Sobrevivir a una bala perdida: 15 años después

La noche del 26 de abril de 2010 marcó para mí algo más que una simple anécdota. A las 22:30 horas, en medio de una ciudad que vivía los estragos más duros de la violencia, sobreviví a un disparo.
Todo comenzó como cualquier salida entre amigos. Después de cenar en el ya extinto Sirloin Stockade, junto a un excompañero de El Siglo de Torreón, decidimos hacer una breve escala en la Plaza del Eco. Estaba en plena producción de un videoreportaje junto a Blanca Hernández, editora de la sección La Laguna, sobre cómo los niños habían dejado de jugar en las calles debido a la violencia.
Al llegar al área de juegos, noté algo extraño: un pequeño automóvil se detuvo de manera sospechosa. La intuición —esa herramienta que a veces salva vidas— me llevó a pedirle a mi amigo que nos moviéramos hacia la cancha de basquetbol. Lo que no sabíamos era que el peligro ya nos seguía.
Un frenón de llantas nos alertó. Dos jóvenes bajaron apresurados. El copiloto, un muchacho delgado con el típico estilo reguetonero de la época —camiseta negra con brillantes y gorra— disparó al aire y nos ordenó:
«¡Alto, pinches halcones! ¡Tírense al piso!»
Mi entonces compañero venía detrás de mí. Apenas si volteé para advertirle. Nos sentamos en el suelo, con una mezcla de miedo y adrenalina. El joven, que a duras penas superaría los veinte años, se acercó apuntándome de pies a cabeza. Nos exigió celulares y «alhajas», usando expresiones de alguien mayor.
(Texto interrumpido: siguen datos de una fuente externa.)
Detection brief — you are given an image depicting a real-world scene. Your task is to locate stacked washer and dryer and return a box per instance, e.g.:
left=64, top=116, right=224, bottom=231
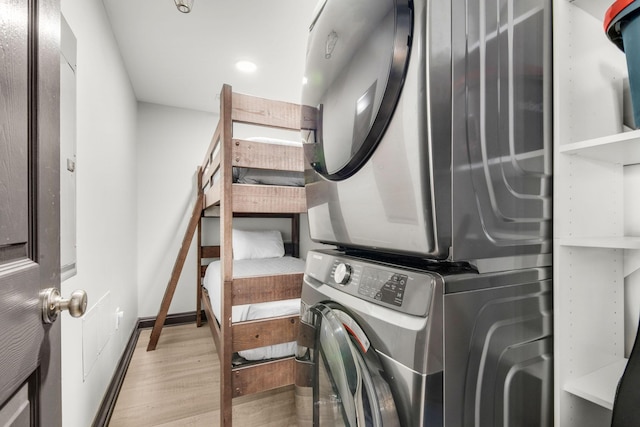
left=296, top=0, right=553, bottom=427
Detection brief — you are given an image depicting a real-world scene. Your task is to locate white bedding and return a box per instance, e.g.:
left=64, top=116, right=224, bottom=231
left=203, top=256, right=305, bottom=360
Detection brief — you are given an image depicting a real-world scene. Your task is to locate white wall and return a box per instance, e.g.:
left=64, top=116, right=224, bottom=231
left=136, top=103, right=218, bottom=317
left=137, top=103, right=332, bottom=318
left=60, top=0, right=138, bottom=427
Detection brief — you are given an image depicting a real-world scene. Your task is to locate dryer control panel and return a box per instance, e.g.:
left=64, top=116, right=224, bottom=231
left=305, top=251, right=437, bottom=316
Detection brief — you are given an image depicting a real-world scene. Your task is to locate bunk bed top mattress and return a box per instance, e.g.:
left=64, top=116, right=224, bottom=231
left=202, top=256, right=305, bottom=360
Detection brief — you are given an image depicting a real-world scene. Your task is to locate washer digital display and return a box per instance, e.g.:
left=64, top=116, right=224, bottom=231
left=358, top=267, right=407, bottom=307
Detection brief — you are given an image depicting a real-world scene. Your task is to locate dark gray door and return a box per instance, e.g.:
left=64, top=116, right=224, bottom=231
left=0, top=0, right=62, bottom=427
Recordé que llevaba dos teléfonos. Arrojé hacia él el celular de la empresa. Tomó ambos dispositivos con una sonrisa extraña, mezcla de nerviosismo y locura. No pidió más: ni la cámara ni la camioneta . Pero antes de marcharse, accionó el arma.
Sentí el impacto frío y punzante en mi pierna izquierda.
El calibre .22 no produjo un gran estruendo, pero el daño estaba hecho. Subieron nuevamente a su vehículo y, entre risas, dispararon al aire, dejando claro que no debíamos seguirlos.
A pesar del dolor, entendí que había tenido suerte. Mi experiencia cubriendo desde recetas de cocina, partidos del Santos y balaceras, no me había preparado para enfrentar el miedo real de morir en una noche cualquiera.
Mientras intentaba incorporarme, vi cómo un joven seguía jugando básquetbol como si la vida, o la muerte, no pasaran a su lado. También un matrimonio y una señora mayor paseaban por la plaza. Ellos sí mostraban miedo genuino. Era común que esa zona, al ser una salida hacia Gómez Palacio, fuera escenario de estos hechos.
Intenté levantarme, pero el ardor y la sangre me lo impedían. Mi amigo aún impactado, pensó que eran balas de salva. Le pedí que me ayudara a levantarme y vi el temor en la familia cercana. Para tranquilizarlos, saqué mi gafete de prensa, que siempre portaba. Eso calmó un poco la tensión.
Pedí ser llevado a una banca. Sabía que la Cruz Roja no entraba sin la presencia previa de policías, ejército o federales. Decidí llamar al reportero de nota roja, Memo Vacio, para que avisara que la zona ya estaba segura.
Poco después, llegó la Policía de Torreón. Tratando de no alarmar a mi madre, intenté contactar primero a mis hermanos. No hubo respuesta. Tuve que hablarle directamente a ella para pedirle que llevara mis papeles del Seguro Social, sin decirle que había recibido un disparo.
En paralelo, Memo Vacio llegó con una pregunta enviada por Enrique Irazoqui, uno de los dueños de El Siglo de Torreón:
¿Deseaba ser llevado al Sanatorio Español?
Sin embargo, yo trabajaba para una empresa alterna que no ofrecía prestaciones extra. Pensé que iría directo a quirófano, pero solo se me realizaron rayos X y curaciones.
El médico me explicó:
«Tienes buen hueso. La tibia detuvo la bala. Solo fue una fisura. No es necesario extraerla.»
Esa noche no pude dormir.
El cobro del hospital y otros detalles fueron, como suele ser para los periodistas de a pie, otra batalla aparte. Lo que no atendí en ese momento —y ahora reconozco— fue la salud mental.
Atender el trauma post-violencia es indispensable, tanto en lo personal como en lo laboral.
Era 2010 en La Laguna. Y sobrevivir a una bala perdida era, tristemente, parte del costo de vivir.